Remember those changes that Matthew and I are making in our life plan? Oh God, how you just love to surprise me! I swear, He's up there listening to me when I tell people about how we're going to stay in Lynchburg to do our Master's, have baby number one, move back to Michigan, buy a beautiful house, Matt will start up a practice, and our kids will go to private school. Yup, He was listening all right. I also picture Him with a grin on His face and a chuckle in His throat. He has that look on His face that screams "little boy with a toad hiding behind his back". That's not irreverant is it? He's just sitting up there listening to all my planning thinking the whole time, "Just wait till you see what I have planned for you." I should just stop the planning thing and take each day as it comes. Well, there should be some planning I suppose. Not in the great detail I have previously done though. Sigh. Life can truly turn upside down. Some of the decisions we're making really caught up with me today. I was talking to some people at work about it and I almost started crying. That's not how I want to be. I want to positive and embrace the change. Yeah, I've never been a fan of change.
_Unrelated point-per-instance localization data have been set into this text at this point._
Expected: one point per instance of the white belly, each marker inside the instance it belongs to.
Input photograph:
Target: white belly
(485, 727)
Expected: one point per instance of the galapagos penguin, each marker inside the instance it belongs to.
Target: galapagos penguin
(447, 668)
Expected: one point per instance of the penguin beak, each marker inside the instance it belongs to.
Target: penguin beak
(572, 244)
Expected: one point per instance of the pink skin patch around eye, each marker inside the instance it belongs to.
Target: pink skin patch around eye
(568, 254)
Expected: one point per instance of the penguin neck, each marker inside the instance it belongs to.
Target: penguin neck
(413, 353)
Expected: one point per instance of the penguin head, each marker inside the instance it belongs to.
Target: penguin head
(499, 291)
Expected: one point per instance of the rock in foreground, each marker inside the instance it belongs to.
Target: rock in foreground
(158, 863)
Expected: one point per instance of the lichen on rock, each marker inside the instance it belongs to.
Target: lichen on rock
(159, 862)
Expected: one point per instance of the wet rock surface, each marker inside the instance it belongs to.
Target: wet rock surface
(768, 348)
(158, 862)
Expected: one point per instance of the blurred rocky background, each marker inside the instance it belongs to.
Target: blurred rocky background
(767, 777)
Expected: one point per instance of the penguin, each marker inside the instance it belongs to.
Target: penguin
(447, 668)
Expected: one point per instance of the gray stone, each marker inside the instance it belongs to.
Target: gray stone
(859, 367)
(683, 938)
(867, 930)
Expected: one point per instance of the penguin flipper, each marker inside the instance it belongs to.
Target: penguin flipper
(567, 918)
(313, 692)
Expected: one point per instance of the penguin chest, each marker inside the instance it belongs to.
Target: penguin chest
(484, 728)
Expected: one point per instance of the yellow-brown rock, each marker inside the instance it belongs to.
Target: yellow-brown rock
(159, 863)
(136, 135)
Maxie kitten is growing. He is still super light weight but now he is longer. He doesn't fit as well curled up on my lap. He's getting longer. It's also getting more difficult for Emily to pounce on him. But he's still a baby kitten and she is much more experienced. She is also the one missing a chunk of fur off her nose and that has little Maxie claw marks all over her neck from where he "hugs" her. Sigh. I hope she knows we still love her. She is the best kitty.

I am so tired. I didn't have to wake up horribly early this morning, but I didn't make any coffee. So I went through the day super tired. I proof read my paper again and Matt's before we turned them in. And now I am waiting for him to get home. Which he just did. Good night.